Abstract

In special application scenarios, such as portable anesthesia depth monitoring, portable emotional state recognition and portable sleep monitoring, electroencephalogram (EEG) signal acquisition equipment is required to be convenient and easy to use. It is difficult to remove electrooculogram (EOG) artifacts when the number of EEG acquisition channels is small, especially when the number of observed signals is less than that of the source signals, and the overcomplete problem will arise. The independent component analysis (ICA) algorithm commonly used for artifact removal requires the number of basis vectors to be smaller than the dimension of the input data due to a set of standard orthonormal bases learned during the convergence process, so it cannot be used to solve the overcomplete problem. The empirical mode decomposition method decomposes the signal into several independent intrinsic mode functions so that the number of observed signals is more than that of the source signals, solving the overcomplete problem.
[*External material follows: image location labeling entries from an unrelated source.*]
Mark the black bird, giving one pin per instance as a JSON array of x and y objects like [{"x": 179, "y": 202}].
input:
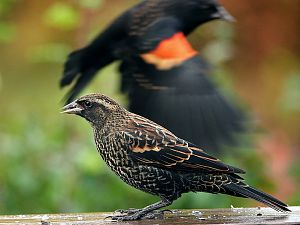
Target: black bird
[
  {"x": 161, "y": 72},
  {"x": 149, "y": 157}
]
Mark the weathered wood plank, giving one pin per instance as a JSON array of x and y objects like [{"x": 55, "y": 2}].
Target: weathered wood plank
[{"x": 206, "y": 216}]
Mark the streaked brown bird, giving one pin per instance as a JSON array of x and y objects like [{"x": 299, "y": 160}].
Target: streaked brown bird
[
  {"x": 160, "y": 71},
  {"x": 149, "y": 157}
]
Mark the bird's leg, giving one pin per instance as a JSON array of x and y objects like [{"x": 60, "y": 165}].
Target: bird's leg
[{"x": 139, "y": 214}]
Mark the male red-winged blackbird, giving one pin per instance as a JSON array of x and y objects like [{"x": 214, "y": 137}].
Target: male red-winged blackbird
[
  {"x": 150, "y": 158},
  {"x": 161, "y": 72}
]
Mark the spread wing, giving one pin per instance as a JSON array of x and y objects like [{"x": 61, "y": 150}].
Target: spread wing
[{"x": 151, "y": 144}]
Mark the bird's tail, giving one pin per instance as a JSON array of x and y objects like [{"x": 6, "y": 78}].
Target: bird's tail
[{"x": 243, "y": 190}]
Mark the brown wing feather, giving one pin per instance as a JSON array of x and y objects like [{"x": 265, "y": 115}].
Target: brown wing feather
[{"x": 156, "y": 146}]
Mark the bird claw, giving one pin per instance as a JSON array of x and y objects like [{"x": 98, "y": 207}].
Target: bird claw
[{"x": 135, "y": 214}]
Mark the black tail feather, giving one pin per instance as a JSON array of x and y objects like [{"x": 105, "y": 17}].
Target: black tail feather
[{"x": 250, "y": 192}]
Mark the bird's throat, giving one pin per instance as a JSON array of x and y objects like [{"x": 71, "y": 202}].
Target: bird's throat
[{"x": 170, "y": 52}]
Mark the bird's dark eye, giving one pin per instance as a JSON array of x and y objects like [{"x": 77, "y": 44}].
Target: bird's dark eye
[{"x": 87, "y": 104}]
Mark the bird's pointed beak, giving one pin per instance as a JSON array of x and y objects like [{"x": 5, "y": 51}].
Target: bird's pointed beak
[
  {"x": 223, "y": 14},
  {"x": 72, "y": 108}
]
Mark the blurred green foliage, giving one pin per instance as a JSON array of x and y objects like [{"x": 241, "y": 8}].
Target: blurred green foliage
[{"x": 48, "y": 162}]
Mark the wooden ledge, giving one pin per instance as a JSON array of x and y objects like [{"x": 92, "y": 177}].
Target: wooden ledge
[{"x": 203, "y": 216}]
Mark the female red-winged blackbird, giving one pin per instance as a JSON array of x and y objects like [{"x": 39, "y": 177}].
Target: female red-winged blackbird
[
  {"x": 161, "y": 73},
  {"x": 150, "y": 158}
]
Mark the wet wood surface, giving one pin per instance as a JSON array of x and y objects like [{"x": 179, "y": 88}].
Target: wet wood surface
[{"x": 205, "y": 216}]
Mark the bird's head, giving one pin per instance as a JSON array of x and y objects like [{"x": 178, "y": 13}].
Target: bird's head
[
  {"x": 95, "y": 108},
  {"x": 203, "y": 11}
]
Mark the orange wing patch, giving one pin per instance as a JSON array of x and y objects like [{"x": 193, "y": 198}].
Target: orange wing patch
[{"x": 170, "y": 52}]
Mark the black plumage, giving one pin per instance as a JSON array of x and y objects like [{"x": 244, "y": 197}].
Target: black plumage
[
  {"x": 150, "y": 158},
  {"x": 183, "y": 86}
]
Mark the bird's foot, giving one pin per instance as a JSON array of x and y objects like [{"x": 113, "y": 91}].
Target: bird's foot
[{"x": 137, "y": 214}]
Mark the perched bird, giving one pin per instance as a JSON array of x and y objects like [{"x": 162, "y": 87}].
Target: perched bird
[
  {"x": 149, "y": 157},
  {"x": 161, "y": 72}
]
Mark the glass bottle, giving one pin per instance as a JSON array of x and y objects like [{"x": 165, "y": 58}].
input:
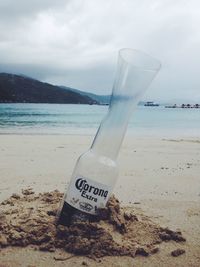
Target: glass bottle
[{"x": 96, "y": 171}]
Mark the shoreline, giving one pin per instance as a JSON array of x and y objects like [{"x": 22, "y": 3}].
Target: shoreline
[{"x": 159, "y": 178}]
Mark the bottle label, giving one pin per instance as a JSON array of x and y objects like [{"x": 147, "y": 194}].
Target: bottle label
[{"x": 87, "y": 195}]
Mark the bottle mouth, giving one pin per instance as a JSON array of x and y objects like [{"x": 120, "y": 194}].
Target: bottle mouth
[{"x": 139, "y": 59}]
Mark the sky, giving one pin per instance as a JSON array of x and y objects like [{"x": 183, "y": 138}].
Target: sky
[{"x": 75, "y": 43}]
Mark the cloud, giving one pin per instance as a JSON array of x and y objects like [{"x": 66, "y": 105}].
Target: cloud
[{"x": 75, "y": 43}]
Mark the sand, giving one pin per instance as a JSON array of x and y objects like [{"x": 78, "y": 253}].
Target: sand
[{"x": 159, "y": 180}]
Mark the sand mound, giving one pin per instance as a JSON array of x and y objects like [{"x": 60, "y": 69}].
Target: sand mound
[{"x": 29, "y": 219}]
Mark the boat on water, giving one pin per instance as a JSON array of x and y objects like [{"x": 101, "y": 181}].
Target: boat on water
[{"x": 151, "y": 104}]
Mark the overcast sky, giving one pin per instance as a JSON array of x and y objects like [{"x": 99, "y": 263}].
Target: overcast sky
[{"x": 75, "y": 43}]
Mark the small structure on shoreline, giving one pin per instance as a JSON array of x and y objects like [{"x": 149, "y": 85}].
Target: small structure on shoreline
[
  {"x": 151, "y": 104},
  {"x": 183, "y": 106}
]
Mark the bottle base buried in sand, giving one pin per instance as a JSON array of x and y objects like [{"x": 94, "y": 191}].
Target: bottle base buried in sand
[{"x": 69, "y": 215}]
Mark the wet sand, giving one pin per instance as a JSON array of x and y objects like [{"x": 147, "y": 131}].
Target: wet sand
[{"x": 159, "y": 178}]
However, when using this method to solve overcompleteness, the modal aliasing problem will arise, which is caused by abnormal events such as sharp signals, impulse interference, and noise. Aiming at the above problems, we propose a novel EEG artifact removal method based on discrete wavelet transform, complete empirical mode decomposition for adaptive noise (CEEMDAN) and ICA in this paper. First, the input signals are transformed by discrete wavelet (DWT), and then CEEMDAN is used to solve the overcomplete and mode aliasing problems, meeting the a priori conditions of the ICA algorithm. Finally, the components belonging to EOG artifacts are removed according to the sample entropy value of each independent component. Experiments show that this method can effectively remove EOG artifacts while solving the overcomplete and modal aliasing problems.